Een maatregel wegens schending van de inlichtingenplicht wordt niet opgelegd na
verloop van vijfjaren nadat de betreffende gedraging heeft plaatsgevonden.
2. Als het college afziet van het opleggen van een maatregel wordt de belanghebbende daarvan
schriftelijk mededeling gedaan.
Artikel 6 Ingangsdatum en tijdvak
1De maatregel wordt opgelegd met ingang van de eerst volgende kalendermaand volgend op
de datum waarop het besluit tot het opleggen van de maatregel aan de belanghebbende is
bekendgemaakt. Daarbij wordt uitgegaan van de voor die maand geldende bijstandsnorm.

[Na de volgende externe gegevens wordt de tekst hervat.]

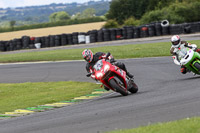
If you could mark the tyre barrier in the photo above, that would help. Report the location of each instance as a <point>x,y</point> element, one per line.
<point>165,27</point>
<point>127,32</point>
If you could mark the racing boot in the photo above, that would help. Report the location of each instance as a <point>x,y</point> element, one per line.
<point>106,88</point>
<point>129,75</point>
<point>183,70</point>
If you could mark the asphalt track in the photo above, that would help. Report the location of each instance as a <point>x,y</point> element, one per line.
<point>164,95</point>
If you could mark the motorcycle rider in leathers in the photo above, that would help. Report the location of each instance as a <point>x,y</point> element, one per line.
<point>176,47</point>
<point>92,59</point>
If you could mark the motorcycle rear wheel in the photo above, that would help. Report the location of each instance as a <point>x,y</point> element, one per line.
<point>134,89</point>
<point>117,87</point>
<point>197,65</point>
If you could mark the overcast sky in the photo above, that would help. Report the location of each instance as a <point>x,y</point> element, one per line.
<point>22,3</point>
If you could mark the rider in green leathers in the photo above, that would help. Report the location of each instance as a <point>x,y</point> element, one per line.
<point>176,47</point>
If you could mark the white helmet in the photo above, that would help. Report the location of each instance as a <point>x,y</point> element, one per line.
<point>176,41</point>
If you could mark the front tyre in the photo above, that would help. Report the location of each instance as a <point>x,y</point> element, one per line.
<point>134,88</point>
<point>117,87</point>
<point>197,65</point>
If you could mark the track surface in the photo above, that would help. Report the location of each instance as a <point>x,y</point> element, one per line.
<point>164,95</point>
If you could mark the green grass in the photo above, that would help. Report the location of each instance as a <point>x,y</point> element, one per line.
<point>119,52</point>
<point>190,125</point>
<point>23,95</point>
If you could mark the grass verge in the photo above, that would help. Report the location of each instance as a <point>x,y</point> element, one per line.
<point>189,125</point>
<point>23,95</point>
<point>119,52</point>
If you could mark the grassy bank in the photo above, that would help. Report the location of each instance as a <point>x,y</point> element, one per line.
<point>189,125</point>
<point>23,95</point>
<point>119,52</point>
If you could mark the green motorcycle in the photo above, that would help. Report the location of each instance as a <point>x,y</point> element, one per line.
<point>189,58</point>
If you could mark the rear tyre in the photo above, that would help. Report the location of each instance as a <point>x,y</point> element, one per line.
<point>134,89</point>
<point>197,65</point>
<point>117,87</point>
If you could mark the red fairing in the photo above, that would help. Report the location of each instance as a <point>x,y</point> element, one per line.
<point>104,72</point>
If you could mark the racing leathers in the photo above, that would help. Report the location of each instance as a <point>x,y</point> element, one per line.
<point>179,51</point>
<point>100,55</point>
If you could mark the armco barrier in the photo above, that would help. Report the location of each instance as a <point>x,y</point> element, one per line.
<point>127,32</point>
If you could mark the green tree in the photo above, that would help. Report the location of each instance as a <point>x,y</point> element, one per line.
<point>62,16</point>
<point>121,10</point>
<point>88,13</point>
<point>131,22</point>
<point>111,24</point>
<point>59,16</point>
<point>52,17</point>
<point>12,23</point>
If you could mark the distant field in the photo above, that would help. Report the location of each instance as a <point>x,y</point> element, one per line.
<point>51,31</point>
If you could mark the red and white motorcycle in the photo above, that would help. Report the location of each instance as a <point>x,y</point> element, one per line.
<point>113,77</point>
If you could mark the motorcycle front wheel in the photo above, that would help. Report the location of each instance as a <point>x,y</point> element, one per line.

2. In afwijking van het eerste lid kan de maatregel met terugwerkende kracht worden toegepast
als de bijstandnorm over een periode in het verleden nog niet is uitbetaald, dan wel het
opleggen van een maatregel in de toekomst niet of niet geheel mogelijk is omdat de uitkering
vóór de effectuering van de (volledige) maatregel wordt beëindigd.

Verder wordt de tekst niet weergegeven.